Scholarship was both hampered and fostered by the Church. While the Inquisition policed thought, leading ecclesiastics did much for learning and education. Italians like Pietro Martire d’Anghiera, coming to Spain in 1487, brought the news of the humanist movement, and Spaniards educated in Italy returned with the enthusiastic infection. At the Queen’s request Peter Martyr opened at her court, as Alcuin had done for Charlemagne seven centuries before, a school of classical languages and literatures; Princess Juana studied Latin dutifully on the way to insanity. Peter himself wrote the first history of the discoveries in America, under the title De rebus oceanis et novo orbe (1504 f.); the last two words shared with Vespucci’s earlier (1502?) use of the term to name the “New World.”
Cardinal Ximenes, whose faith was as firm and sharp as steel, joined actively in the classical movement. In 1499 he founded the College of San Ildefonso, and in 1508 the University of Alcalá. There, in 1502, nine linguists under his supervision began one of the major achievements of Renaissance scholarship, the Biblia Polyglotta Compluti, or Complutensian Polyglot Bible,* the first complete edition of the Christian Scriptures in the original languages. To the Masoretic Hebrew text of the Old Testament and the Greek of the New the editors added, in parallel or subjoined columns, the Septuagint Greek translation, the Latin “Vulgate” version by Jerome, and a Syraic paraphrase of the Pentateuch. Leo X opened up for Ximenes’ staff the manuscripts of the Vatican Library; and three baptized Jews contributed their Hebraic learning.

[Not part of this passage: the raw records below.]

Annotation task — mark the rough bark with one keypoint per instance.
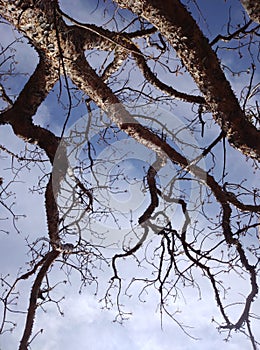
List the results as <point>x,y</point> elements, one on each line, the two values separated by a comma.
<point>180,29</point>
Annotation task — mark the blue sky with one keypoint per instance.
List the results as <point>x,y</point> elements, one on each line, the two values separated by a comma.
<point>85,324</point>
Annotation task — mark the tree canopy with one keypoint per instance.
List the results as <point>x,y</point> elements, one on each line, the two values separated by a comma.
<point>131,145</point>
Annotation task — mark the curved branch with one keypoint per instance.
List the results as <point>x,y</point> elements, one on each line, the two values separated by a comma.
<point>50,257</point>
<point>180,29</point>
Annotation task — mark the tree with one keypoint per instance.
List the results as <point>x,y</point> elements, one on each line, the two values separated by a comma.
<point>197,217</point>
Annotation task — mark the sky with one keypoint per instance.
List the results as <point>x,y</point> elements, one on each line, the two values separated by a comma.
<point>86,324</point>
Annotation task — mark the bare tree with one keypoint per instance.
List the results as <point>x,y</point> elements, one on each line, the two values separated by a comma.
<point>198,217</point>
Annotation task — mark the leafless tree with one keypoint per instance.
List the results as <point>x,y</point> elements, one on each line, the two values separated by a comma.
<point>203,221</point>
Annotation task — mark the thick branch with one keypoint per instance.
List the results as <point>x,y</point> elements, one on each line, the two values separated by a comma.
<point>51,256</point>
<point>182,32</point>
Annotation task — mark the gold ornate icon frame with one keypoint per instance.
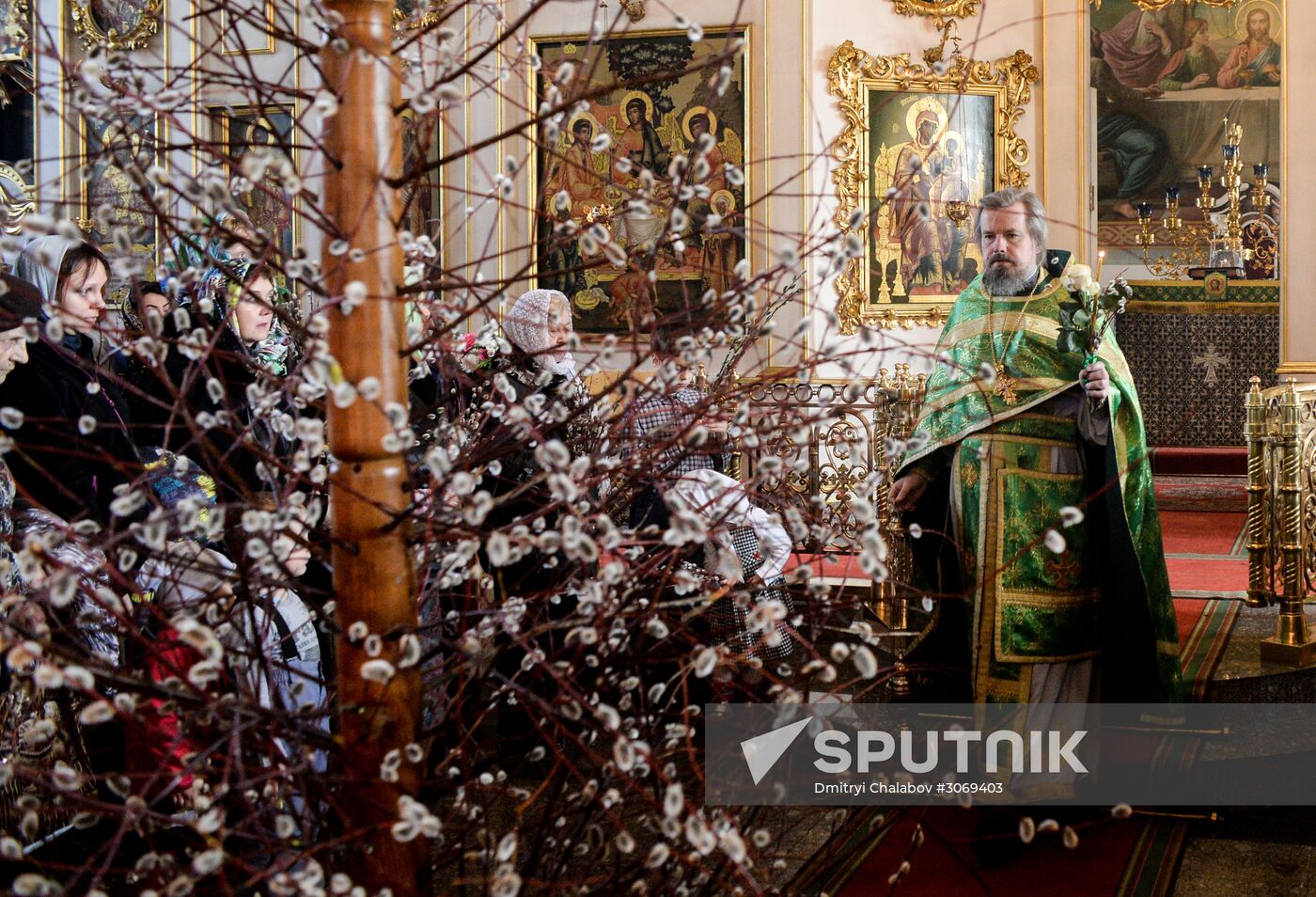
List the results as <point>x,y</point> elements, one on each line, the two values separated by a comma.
<point>938,10</point>
<point>91,35</point>
<point>1152,6</point>
<point>853,78</point>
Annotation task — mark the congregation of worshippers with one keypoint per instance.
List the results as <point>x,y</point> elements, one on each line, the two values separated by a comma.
<point>195,400</point>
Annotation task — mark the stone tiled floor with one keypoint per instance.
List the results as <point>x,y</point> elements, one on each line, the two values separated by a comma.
<point>1250,851</point>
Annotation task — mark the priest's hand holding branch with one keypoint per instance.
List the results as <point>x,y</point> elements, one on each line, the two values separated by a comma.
<point>907,492</point>
<point>1096,382</point>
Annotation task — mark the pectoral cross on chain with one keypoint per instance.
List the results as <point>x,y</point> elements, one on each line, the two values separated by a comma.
<point>1006,386</point>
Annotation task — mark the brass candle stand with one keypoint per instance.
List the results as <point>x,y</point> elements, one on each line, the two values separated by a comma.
<point>1216,245</point>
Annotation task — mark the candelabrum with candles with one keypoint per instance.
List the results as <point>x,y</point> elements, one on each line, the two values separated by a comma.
<point>1217,244</point>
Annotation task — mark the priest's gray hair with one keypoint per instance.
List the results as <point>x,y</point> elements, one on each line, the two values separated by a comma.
<point>1032,204</point>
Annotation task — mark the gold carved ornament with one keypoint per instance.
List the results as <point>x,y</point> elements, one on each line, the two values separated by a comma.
<point>134,39</point>
<point>852,74</point>
<point>16,26</point>
<point>17,197</point>
<point>411,22</point>
<point>937,9</point>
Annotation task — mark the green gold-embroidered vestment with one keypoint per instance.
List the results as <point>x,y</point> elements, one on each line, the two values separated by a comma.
<point>1010,480</point>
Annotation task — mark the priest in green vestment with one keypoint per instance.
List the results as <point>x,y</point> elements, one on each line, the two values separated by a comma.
<point>1029,476</point>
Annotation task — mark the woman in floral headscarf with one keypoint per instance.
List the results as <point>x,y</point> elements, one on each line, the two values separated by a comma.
<point>226,338</point>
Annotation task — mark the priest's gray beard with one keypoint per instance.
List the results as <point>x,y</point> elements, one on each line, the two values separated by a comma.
<point>1000,282</point>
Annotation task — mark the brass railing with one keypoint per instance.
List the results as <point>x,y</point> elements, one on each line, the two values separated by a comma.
<point>1280,433</point>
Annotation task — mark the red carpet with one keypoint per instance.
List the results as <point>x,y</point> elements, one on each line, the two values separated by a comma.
<point>1114,857</point>
<point>1207,462</point>
<point>1211,495</point>
<point>1204,554</point>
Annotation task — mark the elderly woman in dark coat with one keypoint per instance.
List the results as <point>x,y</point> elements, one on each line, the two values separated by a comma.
<point>72,431</point>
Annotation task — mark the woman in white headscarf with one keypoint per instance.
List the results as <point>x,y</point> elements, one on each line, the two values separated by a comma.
<point>546,410</point>
<point>543,382</point>
<point>540,327</point>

The work of editing was completed in 1517, but the six volumes were not printed till 1522. Ximenes, anticipating death, urged on his savants. “Lose no time in the prosecution of our glorious task, lest, in the casualties of life, you lose your patron, or I have to lament the loss of those whose services are of greater price in my eyes than the wealth and honors of the world.”60 A few months before he died the final volume was presented to him with the compliments of his friends. Of all the acts of his administration, he told them, there was none better entitled than this to their congratulations. He projected an edition of Aristotle on the same scale, with a new Latin translation, but the brevity of his long life defeated him.